The People’s Bank of China set the midpoint rate at 6.8909 per dollar prior to market open, firmer than the previous fix 6.9141.
The spot market opened at 6.9050 per dollar and was changing hands at 6.8974 at midday, 73 pips weaker than the previous late session close and 0.09 percent easier than the midpoint.
“The yuan is quite steady in the morning as state banks are offering dollars in the market,” said a trader at a Chinese bank in Shanghai.
Spot yuan changed hands within a narrow range between 6.9070 and 6.8976 per dollar in morning trade.
The spot rate is currently allowed to trade with a range 2 percent above or below the official fixing on any given day.

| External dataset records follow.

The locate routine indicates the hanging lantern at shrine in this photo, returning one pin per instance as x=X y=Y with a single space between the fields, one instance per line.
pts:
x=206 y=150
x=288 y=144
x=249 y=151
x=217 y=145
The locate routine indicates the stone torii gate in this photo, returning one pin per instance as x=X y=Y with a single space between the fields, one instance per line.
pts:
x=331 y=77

The trader said the move to dampen yuan short-sellers at the beginning of the year may not change the yuan’s long-term downtrend as the dollar is expected to remain strong this year, although the pace of its depreciation will likely be controlled.

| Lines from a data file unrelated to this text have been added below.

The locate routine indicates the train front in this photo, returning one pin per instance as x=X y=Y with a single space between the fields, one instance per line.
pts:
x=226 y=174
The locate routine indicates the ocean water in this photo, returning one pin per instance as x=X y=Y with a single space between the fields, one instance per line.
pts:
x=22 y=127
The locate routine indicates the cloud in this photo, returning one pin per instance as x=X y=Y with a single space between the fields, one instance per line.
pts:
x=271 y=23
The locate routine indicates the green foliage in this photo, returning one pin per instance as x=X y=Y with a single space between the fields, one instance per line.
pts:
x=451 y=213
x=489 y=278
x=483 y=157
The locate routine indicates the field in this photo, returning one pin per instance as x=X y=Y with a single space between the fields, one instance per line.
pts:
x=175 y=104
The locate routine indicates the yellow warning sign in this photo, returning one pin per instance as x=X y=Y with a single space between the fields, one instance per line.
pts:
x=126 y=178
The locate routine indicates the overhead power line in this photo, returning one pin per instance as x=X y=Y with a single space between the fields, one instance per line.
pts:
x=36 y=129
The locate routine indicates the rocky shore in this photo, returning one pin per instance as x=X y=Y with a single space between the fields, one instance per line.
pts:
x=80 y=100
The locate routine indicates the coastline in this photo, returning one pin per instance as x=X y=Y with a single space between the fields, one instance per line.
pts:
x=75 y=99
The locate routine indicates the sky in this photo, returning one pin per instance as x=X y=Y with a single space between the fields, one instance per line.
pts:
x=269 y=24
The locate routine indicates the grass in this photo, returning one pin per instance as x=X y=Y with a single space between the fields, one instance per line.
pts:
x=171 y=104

China’s patchy economic outlook has weighed on the renminbi. The country’s massive export engine sputtered for the second year in a row in 2016 as it now confronts the possibility of a trade war with the United States.

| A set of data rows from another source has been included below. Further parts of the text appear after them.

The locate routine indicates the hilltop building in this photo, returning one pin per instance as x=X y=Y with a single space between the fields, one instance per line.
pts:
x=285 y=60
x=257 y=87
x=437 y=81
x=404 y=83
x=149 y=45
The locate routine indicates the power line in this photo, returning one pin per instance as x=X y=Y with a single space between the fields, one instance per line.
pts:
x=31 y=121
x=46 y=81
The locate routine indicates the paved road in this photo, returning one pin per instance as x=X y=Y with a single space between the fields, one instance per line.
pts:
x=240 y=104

Emerging market currencies, however, got some reprieve this week as the dollar rally lost momentum after U.S. President-elect Donald Trump’s news conference disappointed some investors expecting more details on his fiscal spending and tax plans.
The Thomson Reuters/HKEX Global CNH index, which tracks the offshore yuan against a basket of currencies on a daily basis, stood at 96.08, firmer than the previous day’s 95.74.
The global dollar index rose to 101.49 from the previous close of 101.35.
The offshore yuan was trading 0.55 percent stronger than the onshore spot at 6.8599 per dollar. The spread between onshore and offshore yuan spot was around 300 pips.
The overnight yuan borrowing rate in Hong Kong was fixed at 7.57 percent on Friday, higher than Thursday’s 2.69 percent, due partly to volatile market conditions after offshore rates spiked this month.
Market players say the shrinking offshore yuan pool suggests that short-term yuan borrowing rate can be easily affected by fund flows and will be subjected to more volatility in the coming months, especially ahead of the Lunar New Year.
Offshore one-year non-deliverable forwards contracts (NDFs), considered the best available proxy for forward-looking market expectations of the yuan’s value, traded at 7.1635, or -3.81 percent weaker than the midpoint.
One-year NDFs are settled against the midpoint, not the spot rate.